In June 1937, Nancy Cunard, a supporter of the Republicans’ battle against Franco’s nationalists circulated a questionnaire to the writers of the time. It asked, ‘Are you for, or against, the legal government of the people of Spain?’ Inspired by Authors Take Sides on the Spanish War, Jean Moorcroft Wilson and Cecil Woolf have repeated the exercise in the Gulf War of 1991 and the American-led 2003 invasion of Iraq in order to present ‘an objective record of a cross-section of the intellectual community’, which embraces both Jilly Cooper and Lord Skidelsky, by canvassing its opinions. The word ‘community’ is revealing. Writers are, like theatre ‘luvvies’, most comfortable with their own kind, including the dead. The contributors to this book conjure up the spirits of Virgil, Milton, Shelley, Byron, T.S. Eliot, Auden and Swinburne. It is a bit like pinning a tuft of the immortal Red Rum’s mane to the winner of the Grand National.

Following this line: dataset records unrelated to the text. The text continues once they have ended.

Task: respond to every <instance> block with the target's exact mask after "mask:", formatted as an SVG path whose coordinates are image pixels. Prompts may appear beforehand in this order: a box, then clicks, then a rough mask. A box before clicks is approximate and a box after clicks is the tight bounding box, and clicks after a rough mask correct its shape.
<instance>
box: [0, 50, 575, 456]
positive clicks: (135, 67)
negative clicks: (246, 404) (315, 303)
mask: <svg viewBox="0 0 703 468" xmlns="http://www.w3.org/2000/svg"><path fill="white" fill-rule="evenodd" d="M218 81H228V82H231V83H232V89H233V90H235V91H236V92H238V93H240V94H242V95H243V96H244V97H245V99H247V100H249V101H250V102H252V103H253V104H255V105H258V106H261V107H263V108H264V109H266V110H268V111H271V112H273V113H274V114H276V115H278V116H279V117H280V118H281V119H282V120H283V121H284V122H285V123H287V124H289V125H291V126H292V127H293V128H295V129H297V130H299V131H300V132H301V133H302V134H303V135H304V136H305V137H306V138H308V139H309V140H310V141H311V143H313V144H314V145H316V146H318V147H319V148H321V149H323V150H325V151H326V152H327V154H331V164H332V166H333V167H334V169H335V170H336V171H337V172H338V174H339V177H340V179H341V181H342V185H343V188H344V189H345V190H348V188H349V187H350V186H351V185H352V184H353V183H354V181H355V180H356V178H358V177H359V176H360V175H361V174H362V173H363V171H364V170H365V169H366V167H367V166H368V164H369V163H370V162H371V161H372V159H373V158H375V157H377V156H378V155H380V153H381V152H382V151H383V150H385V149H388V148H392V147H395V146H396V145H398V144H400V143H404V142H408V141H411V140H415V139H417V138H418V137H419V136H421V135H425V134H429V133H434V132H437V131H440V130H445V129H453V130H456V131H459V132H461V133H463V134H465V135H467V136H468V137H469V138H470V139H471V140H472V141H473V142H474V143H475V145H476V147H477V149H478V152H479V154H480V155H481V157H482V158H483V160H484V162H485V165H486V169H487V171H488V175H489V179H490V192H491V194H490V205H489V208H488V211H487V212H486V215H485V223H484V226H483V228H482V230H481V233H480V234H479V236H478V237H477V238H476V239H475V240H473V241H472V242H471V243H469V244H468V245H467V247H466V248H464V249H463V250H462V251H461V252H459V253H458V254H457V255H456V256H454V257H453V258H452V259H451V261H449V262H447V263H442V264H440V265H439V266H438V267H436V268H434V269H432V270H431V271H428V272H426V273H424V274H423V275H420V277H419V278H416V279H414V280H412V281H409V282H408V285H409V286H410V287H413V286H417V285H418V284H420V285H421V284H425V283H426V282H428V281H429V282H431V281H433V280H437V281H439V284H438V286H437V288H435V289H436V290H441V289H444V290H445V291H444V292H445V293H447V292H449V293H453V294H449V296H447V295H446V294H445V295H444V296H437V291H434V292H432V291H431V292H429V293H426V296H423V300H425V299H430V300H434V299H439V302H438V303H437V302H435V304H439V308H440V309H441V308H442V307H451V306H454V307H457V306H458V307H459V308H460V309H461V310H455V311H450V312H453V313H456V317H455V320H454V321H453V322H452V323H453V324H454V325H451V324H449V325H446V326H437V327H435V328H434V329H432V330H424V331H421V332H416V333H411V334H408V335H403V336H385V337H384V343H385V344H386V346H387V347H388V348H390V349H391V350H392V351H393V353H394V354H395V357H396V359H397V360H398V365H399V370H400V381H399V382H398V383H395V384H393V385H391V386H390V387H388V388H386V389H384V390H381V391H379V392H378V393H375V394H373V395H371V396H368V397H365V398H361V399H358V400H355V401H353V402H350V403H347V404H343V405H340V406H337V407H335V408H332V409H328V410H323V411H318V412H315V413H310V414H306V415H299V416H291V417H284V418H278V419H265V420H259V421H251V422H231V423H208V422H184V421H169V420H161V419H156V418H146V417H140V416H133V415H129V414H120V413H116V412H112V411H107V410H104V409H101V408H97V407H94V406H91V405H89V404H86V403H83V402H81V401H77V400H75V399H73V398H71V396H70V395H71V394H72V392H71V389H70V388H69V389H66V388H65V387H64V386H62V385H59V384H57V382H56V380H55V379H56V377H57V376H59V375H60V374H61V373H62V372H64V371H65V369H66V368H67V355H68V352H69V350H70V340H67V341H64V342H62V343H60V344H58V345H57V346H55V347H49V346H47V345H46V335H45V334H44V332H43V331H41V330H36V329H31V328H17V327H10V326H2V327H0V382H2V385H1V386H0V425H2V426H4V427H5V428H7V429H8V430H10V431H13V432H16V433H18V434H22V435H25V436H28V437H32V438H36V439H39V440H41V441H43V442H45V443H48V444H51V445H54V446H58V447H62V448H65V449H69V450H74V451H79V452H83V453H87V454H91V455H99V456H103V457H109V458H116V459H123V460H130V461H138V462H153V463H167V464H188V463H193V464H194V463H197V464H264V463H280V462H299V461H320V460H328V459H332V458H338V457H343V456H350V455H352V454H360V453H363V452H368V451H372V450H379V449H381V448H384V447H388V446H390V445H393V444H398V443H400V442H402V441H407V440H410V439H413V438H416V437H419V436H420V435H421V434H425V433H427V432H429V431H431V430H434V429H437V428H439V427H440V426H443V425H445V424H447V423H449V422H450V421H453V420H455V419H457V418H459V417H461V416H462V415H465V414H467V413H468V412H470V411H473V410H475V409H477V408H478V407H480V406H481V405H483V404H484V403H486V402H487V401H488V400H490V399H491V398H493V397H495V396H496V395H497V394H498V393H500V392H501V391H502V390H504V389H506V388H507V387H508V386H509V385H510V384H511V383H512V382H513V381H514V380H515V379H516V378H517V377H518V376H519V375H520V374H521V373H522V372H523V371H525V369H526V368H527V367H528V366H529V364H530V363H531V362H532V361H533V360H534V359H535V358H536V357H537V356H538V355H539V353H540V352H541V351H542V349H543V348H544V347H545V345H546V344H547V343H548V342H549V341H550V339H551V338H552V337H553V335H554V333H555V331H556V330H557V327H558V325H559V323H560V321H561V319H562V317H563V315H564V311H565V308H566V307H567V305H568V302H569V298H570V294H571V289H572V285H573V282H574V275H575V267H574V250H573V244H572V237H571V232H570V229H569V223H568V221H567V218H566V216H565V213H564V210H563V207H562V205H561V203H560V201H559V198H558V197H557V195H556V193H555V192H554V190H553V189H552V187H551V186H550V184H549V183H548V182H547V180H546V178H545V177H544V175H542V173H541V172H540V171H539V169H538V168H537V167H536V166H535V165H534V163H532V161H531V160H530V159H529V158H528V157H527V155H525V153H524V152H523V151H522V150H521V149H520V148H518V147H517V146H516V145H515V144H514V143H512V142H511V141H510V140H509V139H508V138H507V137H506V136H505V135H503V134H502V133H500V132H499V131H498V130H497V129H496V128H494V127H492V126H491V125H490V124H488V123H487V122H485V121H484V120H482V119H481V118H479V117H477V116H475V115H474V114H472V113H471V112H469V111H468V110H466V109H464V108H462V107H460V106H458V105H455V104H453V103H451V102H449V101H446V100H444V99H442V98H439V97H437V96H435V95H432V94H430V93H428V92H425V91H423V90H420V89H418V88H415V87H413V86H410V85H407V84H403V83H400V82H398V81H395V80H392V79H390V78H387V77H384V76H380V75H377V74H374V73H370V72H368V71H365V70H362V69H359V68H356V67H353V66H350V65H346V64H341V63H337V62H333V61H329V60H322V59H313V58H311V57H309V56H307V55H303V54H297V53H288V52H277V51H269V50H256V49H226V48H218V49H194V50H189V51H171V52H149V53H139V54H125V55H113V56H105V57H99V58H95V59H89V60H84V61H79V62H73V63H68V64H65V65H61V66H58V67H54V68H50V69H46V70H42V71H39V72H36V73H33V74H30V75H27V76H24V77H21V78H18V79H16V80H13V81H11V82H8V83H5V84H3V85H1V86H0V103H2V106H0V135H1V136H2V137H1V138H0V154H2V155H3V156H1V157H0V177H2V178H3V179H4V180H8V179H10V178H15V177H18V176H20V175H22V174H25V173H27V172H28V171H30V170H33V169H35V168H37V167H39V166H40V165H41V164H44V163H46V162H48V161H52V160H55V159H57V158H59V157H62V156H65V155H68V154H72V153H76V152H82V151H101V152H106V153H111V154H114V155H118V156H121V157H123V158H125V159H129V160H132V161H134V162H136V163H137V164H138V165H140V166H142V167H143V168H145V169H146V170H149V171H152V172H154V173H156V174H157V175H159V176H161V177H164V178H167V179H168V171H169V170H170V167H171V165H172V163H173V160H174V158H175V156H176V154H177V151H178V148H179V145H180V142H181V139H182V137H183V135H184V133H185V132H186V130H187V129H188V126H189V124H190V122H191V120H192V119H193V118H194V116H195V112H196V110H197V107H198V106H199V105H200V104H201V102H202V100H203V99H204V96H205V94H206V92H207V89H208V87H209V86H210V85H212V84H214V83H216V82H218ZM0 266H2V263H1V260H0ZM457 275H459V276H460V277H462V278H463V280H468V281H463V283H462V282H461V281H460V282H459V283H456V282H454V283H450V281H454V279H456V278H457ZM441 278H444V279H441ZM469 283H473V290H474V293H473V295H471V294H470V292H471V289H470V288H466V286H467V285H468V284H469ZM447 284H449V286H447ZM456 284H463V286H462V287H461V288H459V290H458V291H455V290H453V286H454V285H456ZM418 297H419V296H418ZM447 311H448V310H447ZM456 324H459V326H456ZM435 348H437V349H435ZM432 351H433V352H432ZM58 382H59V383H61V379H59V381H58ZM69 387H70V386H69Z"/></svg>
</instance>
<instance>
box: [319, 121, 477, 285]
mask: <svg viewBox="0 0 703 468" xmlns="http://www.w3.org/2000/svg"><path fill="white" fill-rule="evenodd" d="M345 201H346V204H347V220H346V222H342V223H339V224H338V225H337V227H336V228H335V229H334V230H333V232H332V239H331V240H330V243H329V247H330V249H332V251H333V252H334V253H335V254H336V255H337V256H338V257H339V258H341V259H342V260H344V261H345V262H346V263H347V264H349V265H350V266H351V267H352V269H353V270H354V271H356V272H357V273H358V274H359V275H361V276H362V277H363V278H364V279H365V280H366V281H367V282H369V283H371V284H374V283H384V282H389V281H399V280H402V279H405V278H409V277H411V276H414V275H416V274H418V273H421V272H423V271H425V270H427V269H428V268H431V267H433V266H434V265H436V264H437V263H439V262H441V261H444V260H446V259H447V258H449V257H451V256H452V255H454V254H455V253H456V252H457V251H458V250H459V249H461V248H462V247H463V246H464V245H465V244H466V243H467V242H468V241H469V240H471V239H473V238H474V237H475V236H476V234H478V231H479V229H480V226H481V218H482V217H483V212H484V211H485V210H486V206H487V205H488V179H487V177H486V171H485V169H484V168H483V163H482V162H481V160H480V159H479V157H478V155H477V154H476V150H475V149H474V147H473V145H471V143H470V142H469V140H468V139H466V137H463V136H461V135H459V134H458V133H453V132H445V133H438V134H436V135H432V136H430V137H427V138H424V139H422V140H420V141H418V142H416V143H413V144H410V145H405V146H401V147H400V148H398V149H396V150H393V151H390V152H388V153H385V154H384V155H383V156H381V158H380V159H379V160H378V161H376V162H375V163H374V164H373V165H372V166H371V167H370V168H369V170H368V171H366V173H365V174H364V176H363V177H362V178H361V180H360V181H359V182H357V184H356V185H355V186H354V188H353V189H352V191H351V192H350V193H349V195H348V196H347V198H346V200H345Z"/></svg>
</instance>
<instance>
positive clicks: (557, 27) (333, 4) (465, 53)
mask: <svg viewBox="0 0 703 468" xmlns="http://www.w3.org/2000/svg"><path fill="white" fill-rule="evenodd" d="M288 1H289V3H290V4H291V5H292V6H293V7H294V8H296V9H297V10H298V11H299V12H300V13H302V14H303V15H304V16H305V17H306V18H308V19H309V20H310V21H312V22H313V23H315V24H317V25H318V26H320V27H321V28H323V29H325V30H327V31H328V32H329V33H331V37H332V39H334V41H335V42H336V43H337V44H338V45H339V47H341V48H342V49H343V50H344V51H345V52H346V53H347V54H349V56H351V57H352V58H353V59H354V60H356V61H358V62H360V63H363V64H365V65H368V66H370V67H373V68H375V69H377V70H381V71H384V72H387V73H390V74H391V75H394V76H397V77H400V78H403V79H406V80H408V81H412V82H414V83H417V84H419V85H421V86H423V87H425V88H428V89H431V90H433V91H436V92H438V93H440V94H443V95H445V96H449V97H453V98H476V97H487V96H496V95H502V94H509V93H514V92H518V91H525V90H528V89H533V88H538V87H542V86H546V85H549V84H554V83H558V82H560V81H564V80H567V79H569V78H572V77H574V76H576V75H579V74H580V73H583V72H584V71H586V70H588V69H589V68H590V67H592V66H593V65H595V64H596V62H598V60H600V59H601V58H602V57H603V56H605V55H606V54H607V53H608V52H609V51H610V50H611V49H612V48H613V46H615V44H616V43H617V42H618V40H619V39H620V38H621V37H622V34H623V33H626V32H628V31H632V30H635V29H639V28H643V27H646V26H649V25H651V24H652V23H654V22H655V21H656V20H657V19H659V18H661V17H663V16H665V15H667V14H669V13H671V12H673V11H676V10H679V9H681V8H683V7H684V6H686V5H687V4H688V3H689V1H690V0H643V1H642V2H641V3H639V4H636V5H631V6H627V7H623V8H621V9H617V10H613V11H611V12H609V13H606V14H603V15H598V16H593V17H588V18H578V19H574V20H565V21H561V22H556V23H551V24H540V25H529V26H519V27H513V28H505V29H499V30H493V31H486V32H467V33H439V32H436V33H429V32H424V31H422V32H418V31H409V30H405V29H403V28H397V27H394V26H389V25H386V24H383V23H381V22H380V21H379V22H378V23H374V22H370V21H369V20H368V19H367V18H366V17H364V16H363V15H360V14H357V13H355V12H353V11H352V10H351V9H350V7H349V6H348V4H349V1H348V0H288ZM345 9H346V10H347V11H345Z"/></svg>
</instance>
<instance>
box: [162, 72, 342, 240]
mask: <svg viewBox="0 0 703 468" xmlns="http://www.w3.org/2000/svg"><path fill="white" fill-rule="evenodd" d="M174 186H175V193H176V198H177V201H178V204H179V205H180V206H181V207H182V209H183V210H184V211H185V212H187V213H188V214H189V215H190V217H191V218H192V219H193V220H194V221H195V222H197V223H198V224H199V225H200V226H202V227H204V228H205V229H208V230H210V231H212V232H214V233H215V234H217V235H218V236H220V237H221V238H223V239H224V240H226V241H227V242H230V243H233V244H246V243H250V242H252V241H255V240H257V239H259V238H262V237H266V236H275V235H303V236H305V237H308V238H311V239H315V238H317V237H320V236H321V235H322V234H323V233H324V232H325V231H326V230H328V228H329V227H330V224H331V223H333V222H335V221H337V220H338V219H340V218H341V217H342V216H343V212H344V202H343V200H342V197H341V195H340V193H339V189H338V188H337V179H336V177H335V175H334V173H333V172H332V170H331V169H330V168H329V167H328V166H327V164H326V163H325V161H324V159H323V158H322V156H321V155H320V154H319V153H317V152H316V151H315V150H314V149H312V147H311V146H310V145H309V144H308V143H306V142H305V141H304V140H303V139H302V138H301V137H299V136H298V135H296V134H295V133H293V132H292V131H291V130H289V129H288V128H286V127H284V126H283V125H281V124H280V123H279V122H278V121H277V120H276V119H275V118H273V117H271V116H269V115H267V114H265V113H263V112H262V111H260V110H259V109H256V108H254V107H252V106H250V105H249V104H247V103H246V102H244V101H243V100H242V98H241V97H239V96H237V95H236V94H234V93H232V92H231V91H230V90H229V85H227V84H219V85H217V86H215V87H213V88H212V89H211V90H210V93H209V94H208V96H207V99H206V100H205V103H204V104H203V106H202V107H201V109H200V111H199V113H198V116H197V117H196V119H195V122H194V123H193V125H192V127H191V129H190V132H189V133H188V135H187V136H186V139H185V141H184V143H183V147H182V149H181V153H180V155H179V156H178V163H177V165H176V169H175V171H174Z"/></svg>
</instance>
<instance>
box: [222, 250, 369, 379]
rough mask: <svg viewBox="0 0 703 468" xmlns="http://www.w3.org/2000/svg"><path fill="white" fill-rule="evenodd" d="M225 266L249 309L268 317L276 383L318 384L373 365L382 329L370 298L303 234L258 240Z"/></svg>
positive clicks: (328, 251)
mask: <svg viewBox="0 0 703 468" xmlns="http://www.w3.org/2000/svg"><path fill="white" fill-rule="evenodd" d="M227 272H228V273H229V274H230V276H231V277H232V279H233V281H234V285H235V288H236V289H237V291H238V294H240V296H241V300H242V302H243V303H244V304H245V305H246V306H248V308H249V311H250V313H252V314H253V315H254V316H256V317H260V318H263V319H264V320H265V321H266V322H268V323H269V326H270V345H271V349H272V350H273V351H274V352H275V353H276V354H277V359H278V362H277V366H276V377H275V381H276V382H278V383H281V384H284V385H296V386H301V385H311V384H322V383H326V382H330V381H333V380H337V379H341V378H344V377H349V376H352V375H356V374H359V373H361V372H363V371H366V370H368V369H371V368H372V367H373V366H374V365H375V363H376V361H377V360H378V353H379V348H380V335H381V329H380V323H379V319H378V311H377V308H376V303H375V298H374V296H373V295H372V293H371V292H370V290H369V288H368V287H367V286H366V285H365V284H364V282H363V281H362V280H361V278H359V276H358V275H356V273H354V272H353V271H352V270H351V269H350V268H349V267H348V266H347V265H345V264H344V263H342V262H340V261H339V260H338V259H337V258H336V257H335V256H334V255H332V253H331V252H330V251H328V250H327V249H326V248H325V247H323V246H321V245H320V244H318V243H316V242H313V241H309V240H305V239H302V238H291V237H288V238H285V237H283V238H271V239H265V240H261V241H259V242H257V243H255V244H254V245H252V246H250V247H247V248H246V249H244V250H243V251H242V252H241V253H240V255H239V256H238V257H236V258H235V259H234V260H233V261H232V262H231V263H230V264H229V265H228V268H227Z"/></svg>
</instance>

Two questions are addressed to the intellectual community: ‘Are you for or against the American-led action against Saddam Hussein’s regime in March 2003?’ and whether that military intervention will ‘bring lasting peace and stability to the region’? Given the leftward-leaning habits of the intellectual community, it comes as no surprise that of the 71 replies 50 are against the war and even more are doubtful about the prospects of lasting peace in the region.
It does come as a surprise that a number of respondents — especially the women — are committed pacifists whose opinions are rooted in the horrors of 1914-18. Wars just produce other wars: violence breeds violence and solves nothing. They echo H.G. Wells’s pleas for world government as the precondition for universal disarmament. To the realists this is Utopian nonsense. Things are what they are and the consequences will be what they will be.